Aujourd’hui, selon la Cour des comptes, 500 personnes meurent tous les jours sans avoir eu accès aux soins palliatifs dont elles avaient besoin (cf. Soins palliatifs : la Cour des comptes présente son rapport). Certes, Emmanuel Macron annonce un investissement d’un milliard dans les soins palliatifs sur 10 ans, et le chiffre impressionne. Mais il représente 6 % d’augmentation du budget actuel, et compensera tout juste l’inflation, à supposer encore que l’Etat n’annule pas ces crédits comme il vient de le faire pour tant d’autres, solennellement engagés quelques semaines plus tôt.

« La mort n’est jamais là avant qu’elle n’advienne »
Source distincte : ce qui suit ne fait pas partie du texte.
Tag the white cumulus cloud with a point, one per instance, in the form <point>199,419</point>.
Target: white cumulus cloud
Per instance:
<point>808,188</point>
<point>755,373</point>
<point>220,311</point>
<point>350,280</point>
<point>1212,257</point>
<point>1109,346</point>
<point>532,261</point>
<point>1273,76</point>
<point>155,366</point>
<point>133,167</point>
Emmanuel Macron dit avoir perçu une « colère rentrée » dans les services de soins palliatifs. Il prend la responsabilité de la faire éclater, chez eux et au-delà. Ce texte sera combattu. Car il ne pouvait y avoir pire négation de leur vocation (cf. Fin de vie : « médecine de l’accompagnement » ou « médecine de la mort donnée » ?), et pire inspiration pour une législation. Dans une formule orwellienne, Emmanuel Macron déclare que « cette loi de fraternité permet de choisir le moindre mal quand la mort est déjà là ». La fraternité ne s’exerce pas par la mort, le moindre mal reste un mal et non, la mort n’est jamais là avant qu’elle n’advienne ! Les personnes malades ne sont pas déjà mortes (cf. « Pleinement vivant » malgré un « corps qui me bloque »). Les malades ne sont pas des morts en sursis. Ils sont vivants (cf. « La lourdeur du jour, comme la joie des petits riens »), jusqu’au terme de leur vie et la seule fraternité que notre pays aurait dû s’enorgueillir de célébrer, c’est celle qui permet d’ajouter de la vie aux jours quand on ne peut plus ajouter de jours à la vie (cf. Fin de vie : « aider chacune et chacun à garder le goût de vivre ») .

 

Cette tribune a été intégralement reproduite ici avec l’accord de son auteur.